1.5°C iklim hedefini karşılamak için küresel hidrojen ticareti raporu, gelecekteki hidrojen ticaretinin önemini gösterirken, yenilenebilir kaynakların düşen maliyetleri ve küresel enerji talebini 20 kat aşan hidrojen potansiyeli ile 2050’de küresel hidrojenin dörtte üçü hala yerel olarak üretileceğini ve kullanılacağını belirtiyor.
IRENA Genel Direktörü Francesco La Camera, “Bol miktarda yenilenebilir kaynaklara erişim hidrojen yarışını kazanmak için yeterli olmayacak, aynı zamanda hidrojen ticaretini geliştirmek de gerekli. Hidrojen ticaretinin, endüstrinin karbondan arındırılmasından arzların çeşitlendirilmesine ve enerji güvenliğinin iyileştirilmesine kadar birçok fırsat sunduğu doğrudur. Enerji ithalatçıları geleceğin ihracatçıları olabilir.” dedi.
La Camera, hükümetlerin, ticari hedefleri gerçeğe dönüştürmek için önemli çabalar sarf etmesi gerektiğinin altını çizerken, “İnovasyon, politika desteği ve ölçeğin bir karışımı, gerekli maliyet düşüşünü sağlayabilir ve küresel bir hidrojen pazarı yaratabilir. Ticaret potansiyellerinin gerçekleştirilip gerçekleştirilemeyeceği, büyük ölçüde ülkelerin politikalarına, yatırım önceliklerine ve kendi enerji sistemlerini karbondan arındırma yeteneğine bağlı olacaktır.” açıklamasını yaptı.
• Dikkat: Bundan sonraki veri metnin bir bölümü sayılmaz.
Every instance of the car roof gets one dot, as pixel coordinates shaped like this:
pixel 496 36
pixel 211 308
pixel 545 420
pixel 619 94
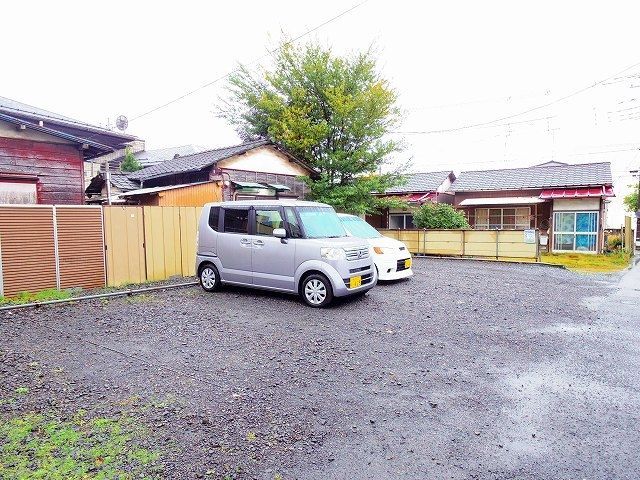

Yeni raporlar, hidrojenin yarısının büyük ölçüde mevcut, yeniden tasarlanmış gaz boru hatları aracılığıyla ticaretinin yapıldığını, nakliye maliyetlerini önemli ölçüde azalttığını gösteriyor. Rapora göre, yeşil amonyak nakliyesi, büyük ölçüde kıtalararası hidrojen ticaretinin diğer yarısının çoğunu oluşturacak.
IRENA, hidrojenin giderek uluslararası ticareti yapılan bir meta haline geldiğinden, hidrojen sektörünün artan miktarda yatırım çekeceğini öngörüyor. Rapora göre küresel talebi karşılamak, 2050 yılına kadar yaklaşık 4 trilyon ABD doları tutarında yatırım gerektiriyor.